Monstrofil / replays_unpack

51 stars 19 forks source link

LXML Etree parser causing decoding error #7

Closed jcw780 closed 4 years ago

jcw780 commented 4 years ago

xml = etree.parse(f, parser=etree.XMLParser(encoding='utf8', remove_comments=True)) File "src\lxml\etree.pyx", line 3521, in lxml.etree.parse File "src\lxml\parser.pxi", line 1880, in lxml.etree._parseDocument File "src\lxml\parser.pxi", line 1900, in lxml.etree._parseFilelikeDocument File "src\lxml\parser.pxi", line 1795, in lxml.etree._parseDocFromFilelike File "src\lxml\parser.pxi", line 1201, in lxml.etree._BaseParser._parseDocFromFilelike File "src\lxml\parser.pxi", line 615, in lxml.etree._ParserContext._handleParseResultDoc File "src\lxml\parser.pxi", line 721, in lxml.etree._handleParseResult File "src\lxml\etree.pyx", line 318, in lxml.etree._ExceptionContext._raise_if_stored File "src\lxml\parser.pxi", line 370, in lxml.etree._FileReaderContext.copyToBuffer File "C:\Program Files\Python38\lib\encodings\cp1252.py", line 23, in decode return codecs.charmap_decode(input,self.errors,decoding_table)[0] UnicodeDecodeError: 'charmap' codec can't decode byte 0x8f in position 2102: character maps to

This happens when replay_unpack/core/entity_def/data_types/init.py reads alias.xml from the selected version Also apparently changing 'r' to 'rb' in this line: https://github.com/Monstrofil/replays_unpack/blob/d84de65860803cc5cc5728952adf0794e46643e3/replay_unpack/core/entity_def/data_types/__init__.py#L83 fixes the problem along with setting the encoding.
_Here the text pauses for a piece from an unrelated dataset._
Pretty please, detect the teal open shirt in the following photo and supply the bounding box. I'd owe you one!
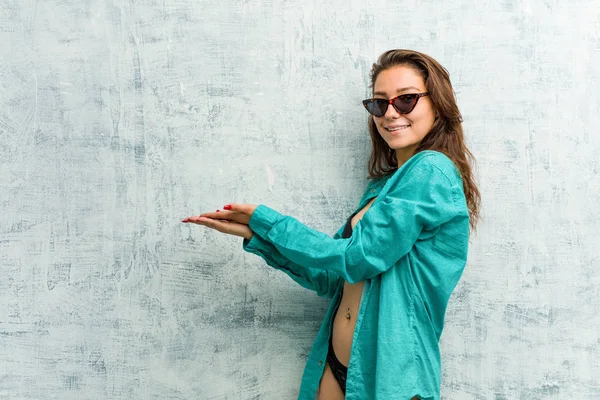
[243,150,469,400]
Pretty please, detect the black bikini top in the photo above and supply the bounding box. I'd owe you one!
[342,211,358,239]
Monstrofil commented 4 years ago

Hi, I'll check it, but can you please also attach xml file that causes this problem?

jcw780 commented 4 years ago

it's this: https://github.com/Monstrofil/replays_unpack/blob/master/replay_unpack/clients/wows/versions/0_9_7/scripts/entity_defs/alias.xml

Monstrofil commented 4 years ago

Merged, thanks